When calibration equations are developed using chemometrics, at least two sets of data are collected. A set of NIRS spectra is recorded approximately simultaneously with an independent, reliable measurement of the analyte over the entire physiologic and pathophysiologic range. For example, if one wanted to develop a calibration equation to determine blood hematocrit from measured reflectance spectra, several spectra from subjects would be compared with blood samples taken from those subjects and analyzed for hematocrit in a clinical laboratory. A chemometric technique, such as, for example, partial least squares (“PLS”) regression can be used to identify and correlate portions of the spectrum to the measured hematocrit. The regression coefficients are used to generate the calibration equation.
Then, when subsequent reflectance spectra are collected from other patients, the regression coefficients can be combined with the spectra of the other patients to produce the NIRS-determined hematocrit value for the other patients. An advantage of using a chemometric technique such as PLS to derive a calibration equation, rather than simple linear regression, is that PLS is adept at establishing correlation between spectra and analytes when the analyte spectra are complicated by other absorbing species and scattering elements (like cells and muscle fibers).

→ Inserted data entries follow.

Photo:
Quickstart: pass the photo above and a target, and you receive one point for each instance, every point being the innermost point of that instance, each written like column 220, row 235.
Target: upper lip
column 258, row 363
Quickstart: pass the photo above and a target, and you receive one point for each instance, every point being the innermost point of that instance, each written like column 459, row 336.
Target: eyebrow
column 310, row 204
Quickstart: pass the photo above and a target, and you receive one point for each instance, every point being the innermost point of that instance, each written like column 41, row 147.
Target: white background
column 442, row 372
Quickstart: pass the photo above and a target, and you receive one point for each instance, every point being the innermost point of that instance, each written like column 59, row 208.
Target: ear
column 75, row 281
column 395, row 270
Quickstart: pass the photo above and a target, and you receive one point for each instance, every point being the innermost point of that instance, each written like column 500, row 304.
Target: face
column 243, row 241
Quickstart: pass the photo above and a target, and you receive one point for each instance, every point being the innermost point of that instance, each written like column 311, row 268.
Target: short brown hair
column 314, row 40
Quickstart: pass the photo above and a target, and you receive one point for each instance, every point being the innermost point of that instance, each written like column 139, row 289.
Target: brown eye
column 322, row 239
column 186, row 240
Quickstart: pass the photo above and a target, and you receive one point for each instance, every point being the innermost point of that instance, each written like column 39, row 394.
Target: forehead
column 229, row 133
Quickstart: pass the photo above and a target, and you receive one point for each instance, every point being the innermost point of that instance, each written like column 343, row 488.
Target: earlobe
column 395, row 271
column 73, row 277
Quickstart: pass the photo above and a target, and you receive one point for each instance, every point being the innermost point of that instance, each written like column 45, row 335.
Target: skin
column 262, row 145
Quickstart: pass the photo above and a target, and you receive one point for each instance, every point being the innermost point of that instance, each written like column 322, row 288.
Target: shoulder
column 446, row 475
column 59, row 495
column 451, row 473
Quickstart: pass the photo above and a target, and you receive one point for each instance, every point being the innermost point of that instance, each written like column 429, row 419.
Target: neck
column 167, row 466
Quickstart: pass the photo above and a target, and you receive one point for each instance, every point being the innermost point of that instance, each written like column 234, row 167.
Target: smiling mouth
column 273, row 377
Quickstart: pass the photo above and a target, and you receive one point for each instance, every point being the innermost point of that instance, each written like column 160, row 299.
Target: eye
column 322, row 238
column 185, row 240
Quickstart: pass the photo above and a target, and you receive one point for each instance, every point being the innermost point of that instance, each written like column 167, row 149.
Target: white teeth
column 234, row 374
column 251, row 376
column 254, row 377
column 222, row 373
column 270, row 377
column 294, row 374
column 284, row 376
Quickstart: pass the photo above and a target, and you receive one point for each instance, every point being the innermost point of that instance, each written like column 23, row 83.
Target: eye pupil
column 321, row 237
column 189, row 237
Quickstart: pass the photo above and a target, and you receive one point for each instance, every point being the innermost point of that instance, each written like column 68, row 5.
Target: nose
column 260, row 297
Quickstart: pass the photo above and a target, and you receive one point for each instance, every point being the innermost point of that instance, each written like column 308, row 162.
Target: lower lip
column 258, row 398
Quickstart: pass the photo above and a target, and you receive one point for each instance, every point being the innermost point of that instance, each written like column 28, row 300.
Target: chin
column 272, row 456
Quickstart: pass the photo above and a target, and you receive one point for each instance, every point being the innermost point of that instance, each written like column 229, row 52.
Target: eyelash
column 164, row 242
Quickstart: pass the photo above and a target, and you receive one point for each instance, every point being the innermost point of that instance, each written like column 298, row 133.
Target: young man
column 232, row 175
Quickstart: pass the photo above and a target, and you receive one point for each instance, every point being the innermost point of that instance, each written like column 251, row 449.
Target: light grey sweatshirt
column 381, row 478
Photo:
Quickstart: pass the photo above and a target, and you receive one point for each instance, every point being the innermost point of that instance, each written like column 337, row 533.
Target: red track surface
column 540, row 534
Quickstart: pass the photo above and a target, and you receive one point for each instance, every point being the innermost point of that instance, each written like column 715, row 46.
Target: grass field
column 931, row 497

For the calibration equation to perform accurately on patients over a wide range of instrumental and environmental conditions and different patient characteristics, the data in the calibration data set should cover as wide a range of values as possible and should encompass the entire clinically significant range. It is also important that the data be collected under the type of variable patient conditions that might affect the NIRS spectra. Conditions that affect spectra include variation in temperature, water content, and the presence of interfering chemical agents used to treat the patient. This helps ensure that the calibration equations are accurate when used on future subjects, because the effect of the interfering agents is modeled as part of the calibration equation.
Widespread application of NIRS for medical measurement has been hampered by both inter- and intra-subject variation in tissue overlying the target tissue, such as muscle, or the target organ. Additionally, NIRS measurement techniques have been limited by their inaccurate performance due to short-term changes in skin blood flow or due to long-term variation in skin surface and texture during wound healing.